Histopathological studies of staphylococcal alpha-toxin: effects on rabbit corneas

Abstract

Purpose: Previous studies from this laboratory have demonstrated, in a rabbit model of keratitis, a relationship between the corneal virulence of Staphylococcus aureus and the alpha-toxin activity of the infecting bacteria. This study is a histopathological characterization of the action of purified alpha-toxin on corneal tissue.

Methods: Alpha-toxin was purified by isoelectric focusing and intrastromally injected into rabbit corneas (2 micrograms per cornea). A kinetic analysis of toxin effect was performed following injection. Normal corneas and corneas injected with phosphate buffered saline (PBS) or heat-inactivated alpha-toxin in PBS served as controls. Eyes were examined from 0 to 4 h by slit lamp examination (SLE) and scored on the basis of seven ocular parameters. Corneal tissue was removed and examined for histopathological changes.
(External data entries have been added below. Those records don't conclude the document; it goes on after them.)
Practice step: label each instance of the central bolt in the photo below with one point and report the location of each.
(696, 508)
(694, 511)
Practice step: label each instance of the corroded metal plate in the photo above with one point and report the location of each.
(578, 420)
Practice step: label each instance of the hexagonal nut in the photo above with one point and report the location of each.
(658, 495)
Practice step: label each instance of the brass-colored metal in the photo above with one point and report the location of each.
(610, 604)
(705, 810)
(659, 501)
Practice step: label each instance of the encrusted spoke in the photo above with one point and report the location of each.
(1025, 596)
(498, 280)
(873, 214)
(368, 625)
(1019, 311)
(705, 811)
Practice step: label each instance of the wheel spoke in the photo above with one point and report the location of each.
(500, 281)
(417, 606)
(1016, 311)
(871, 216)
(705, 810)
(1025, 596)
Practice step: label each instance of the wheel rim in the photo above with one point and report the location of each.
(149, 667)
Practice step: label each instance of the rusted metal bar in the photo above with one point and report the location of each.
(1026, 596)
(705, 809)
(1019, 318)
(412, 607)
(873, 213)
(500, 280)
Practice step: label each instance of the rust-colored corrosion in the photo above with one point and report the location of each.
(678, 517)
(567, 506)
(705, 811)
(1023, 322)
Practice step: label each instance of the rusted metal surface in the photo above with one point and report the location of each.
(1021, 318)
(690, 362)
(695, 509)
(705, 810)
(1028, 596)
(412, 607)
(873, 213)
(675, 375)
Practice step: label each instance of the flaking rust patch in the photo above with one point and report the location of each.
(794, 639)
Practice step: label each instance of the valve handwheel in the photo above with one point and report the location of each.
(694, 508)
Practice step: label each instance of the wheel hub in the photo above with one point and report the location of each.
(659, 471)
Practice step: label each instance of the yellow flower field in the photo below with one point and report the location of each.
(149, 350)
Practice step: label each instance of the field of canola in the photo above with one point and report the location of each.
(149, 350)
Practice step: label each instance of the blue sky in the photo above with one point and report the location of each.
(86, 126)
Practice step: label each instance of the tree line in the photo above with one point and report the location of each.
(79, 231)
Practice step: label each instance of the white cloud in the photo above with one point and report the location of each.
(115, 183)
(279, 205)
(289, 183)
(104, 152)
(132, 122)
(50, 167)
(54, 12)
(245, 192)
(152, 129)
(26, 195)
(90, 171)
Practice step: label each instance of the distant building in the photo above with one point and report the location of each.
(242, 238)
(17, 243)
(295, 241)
Results: From 0.5 to 4 h post-injection, alpha-toxin injection induced a significant increase in the SLE score relative to untreated eyes or eyes injected with PBS (P < 0.0001). Histolo-pathological examination of corneas one-half h after alpha-toxin injection revealed edema of the central cornea and death of epithelial cells by both necrosis and apoptosis. Later times showed continued edema and loss of apparently normal epithelial cells. Development of polymorphonuclear (PMN) leukocyte infiltration from the tear film into the central cornea and from limbal vessels into the peripheral cornea was observed.

Conclusions: Purified alpha-toxin mediates cell death by necrosis and apoptosis, sloughing of viable corneal epithelial cells, severe corneal edema, and PMN migration into the cornea from both the tear film and limbal vessels. The pathologic changes revealed by histological studies of corneas injected with purified alpha-toxin included death of cells by necrosis and apoptosis as well as overall changes analogous to that seen by SLE of eyes infected with wild-type, but not alpha-toxin-deficient strains of Staphylococcus aureus.